In software engineering, the structure of research theses, most notably dissertations, is straightforward: (1) Formulate a research question, choose a method, build a theory, then (2) generate at least one interesting hypothesis, choose a method, and test the hypothesis as part of the theory’s attempted validation. A dissertation can do both parts 1 and 2 or just one of them, relying on or leaving stuff to others. The benefit of this structure is that it will be easily recognized by other researchers and make it eas(ier) to write great papers.
Many students find it hard to cast their work in this light. I suspect this is, because most have been trained as engineers and not as scientists. The (anti-)pattern is always the same: From some practical experience, the student has a hunch about an interesting problem and then tries to cast his or her research as building a solution that solves the problem. Here is how it might be expressed in a discussion:
- I got this really cool idea for a tool and want to implement it
- From my experience, programming this way creates less bugs
- I think this workflow will make developers more effective
The assumption is that finding a solution constitutes research in itself, enough of it, so that the problem solver can be awarded the desired title. However, the only proof that their idea is worth something is in its appeal to practitioners or experts. The first person to say “I don’t believe this improves anything” can throw the student off-balance. For this reason, the work needs to framed differently. Such reframing is not hard and also follows a pattern.
For part (1) introduced earlier, ask yourself: What problem is my tool trying to solve? Then, if this is a problem, who could tell me more about it? Now switch to theory building: You explore the problem by asking others, where asking others can mean literature review, materials gathering, and interviews.

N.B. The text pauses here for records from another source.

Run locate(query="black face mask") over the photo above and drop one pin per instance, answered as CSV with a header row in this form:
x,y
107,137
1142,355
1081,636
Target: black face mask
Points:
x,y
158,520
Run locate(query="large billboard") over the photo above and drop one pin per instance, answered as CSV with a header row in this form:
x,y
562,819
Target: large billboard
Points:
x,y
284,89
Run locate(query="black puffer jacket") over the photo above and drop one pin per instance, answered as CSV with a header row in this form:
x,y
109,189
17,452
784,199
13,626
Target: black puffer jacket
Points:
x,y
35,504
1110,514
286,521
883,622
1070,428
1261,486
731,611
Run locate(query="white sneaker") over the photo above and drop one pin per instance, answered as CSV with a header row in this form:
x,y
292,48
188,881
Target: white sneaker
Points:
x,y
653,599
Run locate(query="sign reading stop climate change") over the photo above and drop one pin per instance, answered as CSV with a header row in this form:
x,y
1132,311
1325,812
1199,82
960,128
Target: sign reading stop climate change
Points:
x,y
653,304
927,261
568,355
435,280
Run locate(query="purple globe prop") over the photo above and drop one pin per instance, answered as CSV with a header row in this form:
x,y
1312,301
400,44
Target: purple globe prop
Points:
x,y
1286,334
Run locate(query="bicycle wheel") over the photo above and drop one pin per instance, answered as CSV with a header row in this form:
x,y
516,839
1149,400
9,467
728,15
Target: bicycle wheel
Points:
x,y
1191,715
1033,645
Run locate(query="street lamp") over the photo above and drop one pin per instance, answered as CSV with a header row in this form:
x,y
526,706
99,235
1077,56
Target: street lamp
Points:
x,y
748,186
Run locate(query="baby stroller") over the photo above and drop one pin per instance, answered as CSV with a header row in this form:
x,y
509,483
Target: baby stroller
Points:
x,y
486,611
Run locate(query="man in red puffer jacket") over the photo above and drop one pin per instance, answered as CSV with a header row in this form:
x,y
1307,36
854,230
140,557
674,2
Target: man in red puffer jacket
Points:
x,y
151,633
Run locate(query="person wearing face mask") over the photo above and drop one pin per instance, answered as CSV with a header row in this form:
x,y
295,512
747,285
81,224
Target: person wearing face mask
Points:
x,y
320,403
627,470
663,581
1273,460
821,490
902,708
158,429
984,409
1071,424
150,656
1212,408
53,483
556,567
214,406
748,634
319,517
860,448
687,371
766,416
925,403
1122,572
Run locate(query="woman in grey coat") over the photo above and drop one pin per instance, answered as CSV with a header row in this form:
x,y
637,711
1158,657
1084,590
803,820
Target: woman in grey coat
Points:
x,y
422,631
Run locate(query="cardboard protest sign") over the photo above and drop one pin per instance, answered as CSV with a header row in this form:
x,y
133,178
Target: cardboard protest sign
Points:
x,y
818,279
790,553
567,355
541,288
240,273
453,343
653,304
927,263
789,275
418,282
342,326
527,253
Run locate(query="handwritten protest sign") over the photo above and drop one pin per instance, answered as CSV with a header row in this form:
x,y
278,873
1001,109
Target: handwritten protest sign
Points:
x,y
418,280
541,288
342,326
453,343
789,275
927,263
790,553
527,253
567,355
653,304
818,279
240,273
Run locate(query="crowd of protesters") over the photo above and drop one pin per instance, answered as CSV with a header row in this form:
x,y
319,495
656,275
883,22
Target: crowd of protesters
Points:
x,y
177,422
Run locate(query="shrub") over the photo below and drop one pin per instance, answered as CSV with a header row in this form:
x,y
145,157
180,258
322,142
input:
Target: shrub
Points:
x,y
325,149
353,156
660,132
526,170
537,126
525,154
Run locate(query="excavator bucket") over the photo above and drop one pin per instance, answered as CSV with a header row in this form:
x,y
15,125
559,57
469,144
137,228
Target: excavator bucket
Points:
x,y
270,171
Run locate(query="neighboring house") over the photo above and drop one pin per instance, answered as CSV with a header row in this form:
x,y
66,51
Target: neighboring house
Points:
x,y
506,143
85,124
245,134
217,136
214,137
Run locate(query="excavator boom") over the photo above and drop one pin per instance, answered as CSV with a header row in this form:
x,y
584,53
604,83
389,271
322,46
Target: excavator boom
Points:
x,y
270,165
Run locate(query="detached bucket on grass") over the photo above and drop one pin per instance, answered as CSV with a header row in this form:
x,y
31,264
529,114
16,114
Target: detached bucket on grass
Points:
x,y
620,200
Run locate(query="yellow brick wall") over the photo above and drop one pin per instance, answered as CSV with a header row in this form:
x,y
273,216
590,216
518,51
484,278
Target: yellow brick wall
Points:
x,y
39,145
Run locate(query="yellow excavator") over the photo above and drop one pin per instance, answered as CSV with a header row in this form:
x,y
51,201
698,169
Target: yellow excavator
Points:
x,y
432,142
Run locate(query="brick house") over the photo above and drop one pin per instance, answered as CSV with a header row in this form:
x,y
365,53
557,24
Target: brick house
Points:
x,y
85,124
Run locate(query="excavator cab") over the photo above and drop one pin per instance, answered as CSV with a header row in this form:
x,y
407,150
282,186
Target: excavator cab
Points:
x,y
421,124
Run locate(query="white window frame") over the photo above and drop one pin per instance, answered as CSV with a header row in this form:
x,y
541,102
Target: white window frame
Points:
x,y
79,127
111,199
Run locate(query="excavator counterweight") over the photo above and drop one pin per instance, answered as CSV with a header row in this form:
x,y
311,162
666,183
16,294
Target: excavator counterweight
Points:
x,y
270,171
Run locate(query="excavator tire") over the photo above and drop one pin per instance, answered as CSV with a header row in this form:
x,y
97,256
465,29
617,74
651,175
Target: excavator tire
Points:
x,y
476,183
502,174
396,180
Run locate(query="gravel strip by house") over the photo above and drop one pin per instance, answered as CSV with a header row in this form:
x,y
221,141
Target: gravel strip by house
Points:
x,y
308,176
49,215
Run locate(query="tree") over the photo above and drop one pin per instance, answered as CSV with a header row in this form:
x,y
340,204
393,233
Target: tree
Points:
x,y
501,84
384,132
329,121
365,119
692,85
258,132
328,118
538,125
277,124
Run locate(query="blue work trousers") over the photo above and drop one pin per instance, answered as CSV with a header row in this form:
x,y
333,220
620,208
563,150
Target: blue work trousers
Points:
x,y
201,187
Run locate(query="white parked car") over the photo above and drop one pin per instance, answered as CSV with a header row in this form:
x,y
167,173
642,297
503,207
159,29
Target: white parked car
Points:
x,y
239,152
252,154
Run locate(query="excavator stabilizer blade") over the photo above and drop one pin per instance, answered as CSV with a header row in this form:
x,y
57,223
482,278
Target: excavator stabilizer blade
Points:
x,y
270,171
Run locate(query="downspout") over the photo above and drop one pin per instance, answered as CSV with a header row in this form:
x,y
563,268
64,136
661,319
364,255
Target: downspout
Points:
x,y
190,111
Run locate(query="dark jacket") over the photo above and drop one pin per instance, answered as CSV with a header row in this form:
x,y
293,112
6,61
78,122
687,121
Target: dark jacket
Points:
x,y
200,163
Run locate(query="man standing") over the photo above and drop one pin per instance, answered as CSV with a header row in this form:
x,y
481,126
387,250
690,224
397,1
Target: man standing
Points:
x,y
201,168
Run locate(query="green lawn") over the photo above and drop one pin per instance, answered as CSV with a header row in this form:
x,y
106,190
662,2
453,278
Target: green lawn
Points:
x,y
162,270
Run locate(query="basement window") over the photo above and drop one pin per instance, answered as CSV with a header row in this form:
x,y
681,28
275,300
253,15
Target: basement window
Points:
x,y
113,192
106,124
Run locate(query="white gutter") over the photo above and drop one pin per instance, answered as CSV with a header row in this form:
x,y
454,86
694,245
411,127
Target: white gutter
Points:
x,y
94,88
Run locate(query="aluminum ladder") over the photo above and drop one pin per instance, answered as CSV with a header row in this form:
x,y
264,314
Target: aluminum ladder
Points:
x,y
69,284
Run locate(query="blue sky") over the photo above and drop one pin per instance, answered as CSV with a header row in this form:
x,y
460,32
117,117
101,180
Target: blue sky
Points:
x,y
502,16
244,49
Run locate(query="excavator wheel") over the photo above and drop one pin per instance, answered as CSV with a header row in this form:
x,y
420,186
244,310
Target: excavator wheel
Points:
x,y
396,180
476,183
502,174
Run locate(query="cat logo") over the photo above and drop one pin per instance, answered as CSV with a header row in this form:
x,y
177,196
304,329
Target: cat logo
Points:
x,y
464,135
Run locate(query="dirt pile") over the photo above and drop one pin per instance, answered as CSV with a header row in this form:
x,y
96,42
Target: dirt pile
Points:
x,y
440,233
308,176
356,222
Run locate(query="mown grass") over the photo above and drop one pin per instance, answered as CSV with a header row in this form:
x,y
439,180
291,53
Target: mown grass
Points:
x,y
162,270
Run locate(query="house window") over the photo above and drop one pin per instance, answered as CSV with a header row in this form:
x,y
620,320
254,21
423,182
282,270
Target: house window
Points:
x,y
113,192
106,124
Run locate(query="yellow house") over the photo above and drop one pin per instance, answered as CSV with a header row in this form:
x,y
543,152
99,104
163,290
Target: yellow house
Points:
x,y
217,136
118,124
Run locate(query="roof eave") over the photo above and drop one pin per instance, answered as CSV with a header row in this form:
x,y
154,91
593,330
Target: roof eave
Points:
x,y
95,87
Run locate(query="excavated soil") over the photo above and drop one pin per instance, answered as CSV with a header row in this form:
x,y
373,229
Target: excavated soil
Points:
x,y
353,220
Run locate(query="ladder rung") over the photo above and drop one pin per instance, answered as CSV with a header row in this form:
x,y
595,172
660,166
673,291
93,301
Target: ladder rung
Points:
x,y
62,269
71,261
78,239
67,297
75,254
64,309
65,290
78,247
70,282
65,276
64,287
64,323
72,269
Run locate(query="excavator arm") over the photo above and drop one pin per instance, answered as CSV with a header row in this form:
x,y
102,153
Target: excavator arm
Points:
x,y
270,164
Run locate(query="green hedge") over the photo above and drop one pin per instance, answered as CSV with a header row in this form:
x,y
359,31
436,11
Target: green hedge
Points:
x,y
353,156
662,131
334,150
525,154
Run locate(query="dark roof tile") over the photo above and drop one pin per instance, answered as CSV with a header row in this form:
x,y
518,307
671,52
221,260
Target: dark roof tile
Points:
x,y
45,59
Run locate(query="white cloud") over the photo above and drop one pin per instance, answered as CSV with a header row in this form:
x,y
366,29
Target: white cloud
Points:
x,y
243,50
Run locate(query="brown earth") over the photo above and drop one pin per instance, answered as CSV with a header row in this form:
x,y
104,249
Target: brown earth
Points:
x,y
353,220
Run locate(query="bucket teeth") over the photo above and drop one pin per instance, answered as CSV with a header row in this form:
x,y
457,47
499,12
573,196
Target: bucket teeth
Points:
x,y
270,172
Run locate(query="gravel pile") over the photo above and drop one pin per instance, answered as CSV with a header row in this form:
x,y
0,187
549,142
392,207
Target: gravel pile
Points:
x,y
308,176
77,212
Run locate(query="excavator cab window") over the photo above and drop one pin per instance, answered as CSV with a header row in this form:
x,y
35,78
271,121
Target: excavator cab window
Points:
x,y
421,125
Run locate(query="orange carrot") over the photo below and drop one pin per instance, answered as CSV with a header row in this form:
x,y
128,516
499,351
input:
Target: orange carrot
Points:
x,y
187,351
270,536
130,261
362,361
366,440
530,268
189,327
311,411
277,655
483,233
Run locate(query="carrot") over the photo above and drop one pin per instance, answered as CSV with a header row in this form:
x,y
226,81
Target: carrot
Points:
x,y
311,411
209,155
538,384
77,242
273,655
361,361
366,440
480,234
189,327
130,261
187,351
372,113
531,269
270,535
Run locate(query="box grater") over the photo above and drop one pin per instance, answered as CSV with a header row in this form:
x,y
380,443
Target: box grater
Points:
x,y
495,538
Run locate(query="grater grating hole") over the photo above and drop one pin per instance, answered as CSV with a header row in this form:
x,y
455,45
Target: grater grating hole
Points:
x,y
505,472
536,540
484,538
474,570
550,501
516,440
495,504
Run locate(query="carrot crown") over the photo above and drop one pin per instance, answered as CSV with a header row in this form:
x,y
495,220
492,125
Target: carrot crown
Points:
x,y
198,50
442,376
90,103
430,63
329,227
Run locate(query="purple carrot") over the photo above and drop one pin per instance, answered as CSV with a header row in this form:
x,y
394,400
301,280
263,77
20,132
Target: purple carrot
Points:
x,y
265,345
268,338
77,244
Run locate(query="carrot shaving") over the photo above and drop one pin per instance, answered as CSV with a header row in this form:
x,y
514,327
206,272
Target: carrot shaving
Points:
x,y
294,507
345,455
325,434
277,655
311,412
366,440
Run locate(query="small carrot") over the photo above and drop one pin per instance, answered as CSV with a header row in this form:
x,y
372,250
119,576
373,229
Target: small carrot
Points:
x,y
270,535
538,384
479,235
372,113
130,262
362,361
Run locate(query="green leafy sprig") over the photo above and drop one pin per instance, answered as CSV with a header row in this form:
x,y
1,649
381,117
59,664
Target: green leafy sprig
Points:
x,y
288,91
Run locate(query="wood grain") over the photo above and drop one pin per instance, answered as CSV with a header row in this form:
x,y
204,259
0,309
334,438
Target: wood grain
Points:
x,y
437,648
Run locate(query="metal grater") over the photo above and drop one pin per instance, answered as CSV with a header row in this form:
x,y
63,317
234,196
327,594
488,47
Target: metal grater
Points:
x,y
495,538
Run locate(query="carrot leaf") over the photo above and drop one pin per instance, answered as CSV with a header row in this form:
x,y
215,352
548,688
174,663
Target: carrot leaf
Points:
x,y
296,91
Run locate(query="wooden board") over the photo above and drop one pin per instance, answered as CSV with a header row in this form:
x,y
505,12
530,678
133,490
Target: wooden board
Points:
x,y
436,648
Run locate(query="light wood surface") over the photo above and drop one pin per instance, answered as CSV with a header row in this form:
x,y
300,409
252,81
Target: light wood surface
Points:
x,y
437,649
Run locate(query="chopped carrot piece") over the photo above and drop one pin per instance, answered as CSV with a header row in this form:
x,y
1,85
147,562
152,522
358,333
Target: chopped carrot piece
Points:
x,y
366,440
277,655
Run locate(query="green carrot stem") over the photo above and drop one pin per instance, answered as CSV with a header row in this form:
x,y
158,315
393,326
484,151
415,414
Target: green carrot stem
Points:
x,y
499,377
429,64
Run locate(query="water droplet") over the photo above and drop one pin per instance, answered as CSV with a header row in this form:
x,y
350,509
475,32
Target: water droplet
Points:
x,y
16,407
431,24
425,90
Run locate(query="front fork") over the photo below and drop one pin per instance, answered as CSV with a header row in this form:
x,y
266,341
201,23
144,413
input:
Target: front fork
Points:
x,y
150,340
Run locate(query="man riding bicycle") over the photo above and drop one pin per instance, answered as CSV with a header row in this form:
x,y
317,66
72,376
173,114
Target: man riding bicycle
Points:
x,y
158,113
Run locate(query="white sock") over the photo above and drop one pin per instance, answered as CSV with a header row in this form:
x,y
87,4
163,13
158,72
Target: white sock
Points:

Such theory building should follow a defined method or someone will claim you are making up stuff. Fortunately, there are plenty of methods to chose from, starting with simple qualitative surveys all the way to grounded theory and case study research. Pick any one, just don’t invent your own method.
For part (2), look at your theory. If you derived it well, it should already give you ideas for propositions. A good proposition or hypothesis can be answered with yes or no, lending itself to some of the “hard” validation methods like controlled experiments or hypothesis-testing surveys. If they are softer and don’t lead to a binary answer, you can probably still evaluate them continuing on with case study research, of which some researchers claim it does not only let you build theories but also evaluate them. The key insight here is, again, that you should not define your own method but use one off the shelf.
It is a supervisor’s job to help students frame their thoughts in such a way that they fit the structure described above and generate useful (and publishable!) research.